“Muazin”
Oleh Agung Kuswantoro
Meninggal dunia sosok Buya Syafii Maarif begitu mendalam bagi bangsa Indonesia. Kompas menuliskan “Muazin Bangsa yang Selalu Gelisah” (Sabtu, 28 Mei 2022) dan Sindo menuliskan “Buya Syafii Meninggal Dunia, Maarif Institute: Muazin Bangsa Telah Tiada” https://nasional.sindonews.com/read/780995/15/buya-syafii-meninggal-dunia-maarif-institute-muazin-bangsa-telah-tiada-1653631524 (Jumat/27 Mei 2022).
Saya menjadi berpikir: Sosok “Muazin” sebuah Masjid, apakah harus seperti Buya Syafii Maarif (almarhum)? Jika ya (apakah harus sesuai dengan Buya Syafii? dimanakah letak “ke-muazin-nya”?
Saya hanya menduga: kata “Muazin” yang disematkan oleh Kompas dan Sindo untuk Buya Syafii Maarif hanya “simbol”. Bisa saja, muazin (Buya Syafii Maarif, Gus Dur, dan Cak Nur) tidak harus bervolume tinggi. Tetapi, “menghayati” apa yang dilafalkan bisa diresapi dirinya. Syukur “hanyut” menikmati akan suara dan makna dari apa yang disampaikan oleh muazin. Bisa jadi, sosok muazin tidak harus muda.
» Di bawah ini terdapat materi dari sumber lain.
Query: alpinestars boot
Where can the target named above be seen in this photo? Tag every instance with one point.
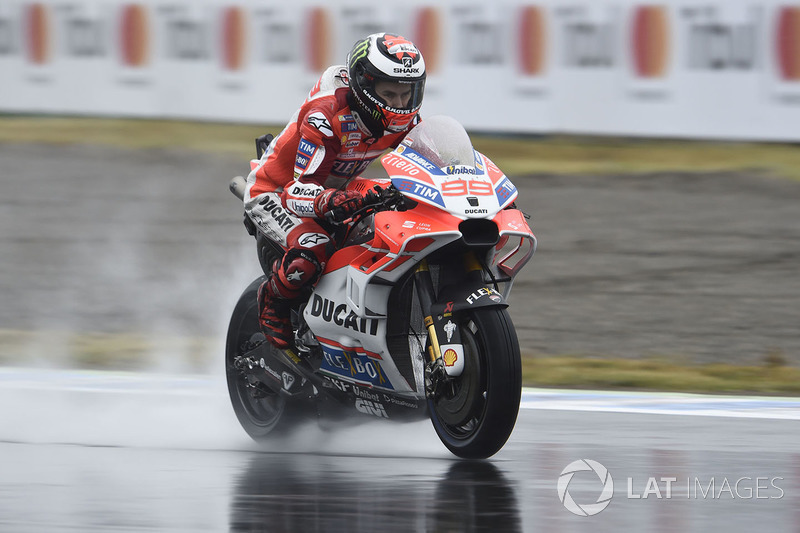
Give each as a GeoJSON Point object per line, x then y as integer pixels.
{"type": "Point", "coordinates": [274, 309]}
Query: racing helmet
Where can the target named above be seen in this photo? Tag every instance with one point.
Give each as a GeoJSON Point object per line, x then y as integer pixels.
{"type": "Point", "coordinates": [385, 57]}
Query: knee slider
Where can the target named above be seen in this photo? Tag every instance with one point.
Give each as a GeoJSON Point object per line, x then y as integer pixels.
{"type": "Point", "coordinates": [299, 269]}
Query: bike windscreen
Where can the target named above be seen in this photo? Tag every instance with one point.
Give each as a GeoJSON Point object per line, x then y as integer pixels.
{"type": "Point", "coordinates": [442, 141]}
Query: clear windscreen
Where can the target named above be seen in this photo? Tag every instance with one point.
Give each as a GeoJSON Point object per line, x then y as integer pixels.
{"type": "Point", "coordinates": [441, 140]}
Terlebih, muazin ini memberi dampak kepada orang yang mendengar. “Sedeplah”, istilah saya: apapun suara yang dikeluarkan oleh muazin.
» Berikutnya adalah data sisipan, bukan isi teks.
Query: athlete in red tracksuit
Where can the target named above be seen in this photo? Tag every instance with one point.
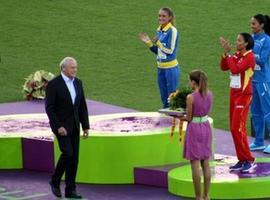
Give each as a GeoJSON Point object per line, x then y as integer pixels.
{"type": "Point", "coordinates": [241, 65]}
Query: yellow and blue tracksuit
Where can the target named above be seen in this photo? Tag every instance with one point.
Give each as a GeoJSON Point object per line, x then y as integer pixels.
{"type": "Point", "coordinates": [260, 106]}
{"type": "Point", "coordinates": [166, 49]}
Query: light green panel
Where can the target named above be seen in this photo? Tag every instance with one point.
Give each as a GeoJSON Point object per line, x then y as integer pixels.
{"type": "Point", "coordinates": [11, 153]}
Memang susah untuk menemukan sosok “muazin” seperti Buya Syafii Maarif, Gus Dur, dan Cak Nur. Namun, meskipun susah mendapatkan sosok tersebut, minimal kita punya contoh teladan yang tepat untuk menjadi “muazin” di lingkungan sekitar kira dulu. Baru, ke level Provinsi, Nasional dan Bangsa. Semoga kita bisa menjadi muazin seperti Buya Syafii Maarif dan Gus Dur. Amin. []
Semarang, 31 Mei 2022
Ditulis di rumah Jam 18.00 – 18.15 Wib.